2 Experimental details
The synthesized TENG consists of two parts; the upper and lower part. The sponge is placed as a spacer layer between the lower part and the upper part. The synthesized upper part of TENG consists of three layers such as FTO/Cu/AuNPs whereas the lower part of the synthesized TENG consists of two layers such as FTO/PDMS. The dimensions of the FTO substrate are of the order of 1.5 × 1.5 cm. The substrate was cleaned with soap solution, and then sonicated for 15 min, and stored in Isopropyl alcohol (IPA) solution. Subsequently, the Cu target surface was polished and cleaned with ethanol solution. The FTO substrate was covered with Kapton before the sputtering process followed by placing all the samples in the sputtering chamber facing conducting sides upward opposite to the Cu target at a working pressure of 5.8 × 102 mbar, power of 160 W, flow of 80 sccm for 10 min at a temperature of 200 °C. Next, the AuNPs having spherical shapes are deposited on Cu using spray pyrolysis. In this way, the upper part of the TENG was synthesized. Now by taking an FTO substrate, the PDMS emulsion of 5 ml was added in 20 ml of chloroform and magnetically stirred at 500 rpm for 10 min without heating. Then spin coating technique was used for the deposition of PDMS on FTO at 2000 rpm for 30 s. Then, the sample was annealed in a muffle furnace at 300 °C for 6 h to approach a thickness in the micrometer range. In this way, the lower part of TENG was synthesized.
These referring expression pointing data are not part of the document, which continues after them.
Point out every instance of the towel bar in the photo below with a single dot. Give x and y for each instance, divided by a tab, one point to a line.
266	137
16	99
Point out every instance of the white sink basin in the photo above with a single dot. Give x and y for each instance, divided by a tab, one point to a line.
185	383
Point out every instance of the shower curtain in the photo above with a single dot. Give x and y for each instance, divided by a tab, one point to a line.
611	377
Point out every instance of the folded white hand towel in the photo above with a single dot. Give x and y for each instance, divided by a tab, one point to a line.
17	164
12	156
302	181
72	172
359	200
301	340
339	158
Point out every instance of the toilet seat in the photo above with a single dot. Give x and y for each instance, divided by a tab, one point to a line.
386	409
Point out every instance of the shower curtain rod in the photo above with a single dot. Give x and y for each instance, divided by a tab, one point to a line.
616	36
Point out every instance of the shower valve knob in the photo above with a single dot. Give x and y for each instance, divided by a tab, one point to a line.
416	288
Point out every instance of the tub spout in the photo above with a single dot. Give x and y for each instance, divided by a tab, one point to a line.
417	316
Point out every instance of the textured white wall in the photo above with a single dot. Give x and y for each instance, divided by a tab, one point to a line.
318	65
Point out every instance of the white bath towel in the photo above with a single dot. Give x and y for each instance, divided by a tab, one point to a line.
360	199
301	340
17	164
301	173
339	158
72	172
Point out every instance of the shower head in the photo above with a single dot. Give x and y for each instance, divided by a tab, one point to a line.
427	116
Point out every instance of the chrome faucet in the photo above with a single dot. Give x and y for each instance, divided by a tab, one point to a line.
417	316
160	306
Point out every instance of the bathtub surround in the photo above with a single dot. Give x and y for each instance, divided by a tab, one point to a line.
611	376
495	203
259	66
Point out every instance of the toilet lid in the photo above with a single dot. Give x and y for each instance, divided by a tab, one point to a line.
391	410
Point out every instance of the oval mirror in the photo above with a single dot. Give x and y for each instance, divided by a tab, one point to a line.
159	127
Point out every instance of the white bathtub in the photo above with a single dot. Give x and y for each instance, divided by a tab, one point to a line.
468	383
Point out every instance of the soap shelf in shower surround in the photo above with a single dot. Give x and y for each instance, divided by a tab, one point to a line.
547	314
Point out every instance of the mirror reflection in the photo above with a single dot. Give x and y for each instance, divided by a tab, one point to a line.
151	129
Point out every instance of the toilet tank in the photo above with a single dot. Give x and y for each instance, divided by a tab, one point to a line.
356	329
Finally, by using a sponge as a spacer, the lower and upper part of TENG has been covered by transparent tape. The Kapton tape was removed after deposition from both the layers so that on pressing and releasing, the triboelectric charge and electrostatic induction are developed across the two parts which further generates the potential difference in form of AC voltage and current.
3 Results and discussion
Scanning electron microscope (SEM) images were recorded using Model JEOL JSM 6360 A with an energy ranging from 0.5 to 40 KeV. The material’s presence in the sample was observed by energy dispersive spectroscopy (EDS). X-ray diffraction (XRD) measurements were performed by using D8 ADVANCE (BRUKER AXS) equipment with the source of light Cu Kα (λ = 1.5406Aº) radiation. The optical characterization was performed by using a UV-Vis spectrophotometer (JASCO V-770) in the 200–1000 nm spectral region. The electrical characterization measures open-circuit voltage and short-circuit current using DSOX6004A. Micro-structured characterization of Raman shift was measured by using Raman spectroscope with a laser as the light source excitation wavelength of 785 nm.
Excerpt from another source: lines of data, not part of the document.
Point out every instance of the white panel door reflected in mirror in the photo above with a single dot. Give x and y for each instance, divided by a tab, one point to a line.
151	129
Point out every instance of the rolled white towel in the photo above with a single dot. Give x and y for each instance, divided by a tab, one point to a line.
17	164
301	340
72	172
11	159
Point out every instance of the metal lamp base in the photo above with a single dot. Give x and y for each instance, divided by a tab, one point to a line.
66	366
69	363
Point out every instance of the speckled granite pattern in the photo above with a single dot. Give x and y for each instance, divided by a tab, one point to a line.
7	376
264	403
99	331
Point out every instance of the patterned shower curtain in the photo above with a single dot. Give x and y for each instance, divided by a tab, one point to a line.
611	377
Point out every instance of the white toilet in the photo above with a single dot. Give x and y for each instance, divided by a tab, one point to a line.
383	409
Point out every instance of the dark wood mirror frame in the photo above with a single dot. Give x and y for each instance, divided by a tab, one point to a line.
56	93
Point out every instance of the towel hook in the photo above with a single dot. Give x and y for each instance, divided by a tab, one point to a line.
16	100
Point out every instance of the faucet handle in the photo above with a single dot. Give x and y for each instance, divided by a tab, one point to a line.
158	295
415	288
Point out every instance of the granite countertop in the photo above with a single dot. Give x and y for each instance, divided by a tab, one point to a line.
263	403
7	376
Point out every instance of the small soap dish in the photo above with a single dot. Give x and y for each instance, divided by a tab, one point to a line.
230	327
3.1 Materials characterization
The working mechanism of Cu-PDMS based TENG has been illustrated on Fig. 1. The FTO serves as a non-flexible substrate for the vertical contact-electrification process. Figure 3a–d shows the morphological images of FTO/Cu/AuNPs for thicknesses of 5, 2, 1, and 0.5 μm wherein it is clearly observed that the AuNPs possess a typical spherical shape which increases the surface density to generate more triboelectric charges between the two contact surfaces in TENG device. Figure 3e–h shows the morphological images of FTO/PDMS for thicknesses of 5, 2, 1 and 0.5 μm. The XRD pattern of the FTO substrate is demonstrated in Fig. 4a which is assigned to tetragonal Tin Oxide (Sno2) (JCPDS file: 77–0452). The peaks in the XRD pattern correspond to the standard values of face-centered cubic (FCC) structure at (110), (101), (200), (220), (221), and (301). The highest peak is obtained at an angle of 26º with an intensity of 440 a.u. At an angle of 43.44º (111), the maximum peak of diffraction is at 210 a. u. in Fig. 4b. The other peak is at 51.56º (220) confirming metallic copper which is in agreement with the previously published result in the literature [25]. In Fig. 4c, the XRD pattern reveals that the top diffraction peak is at 38.26º and another diffraction peak is at 66.29º which corresponds to the reflection of the FCC structure of gold having a good agreement with the previously reported studies [26].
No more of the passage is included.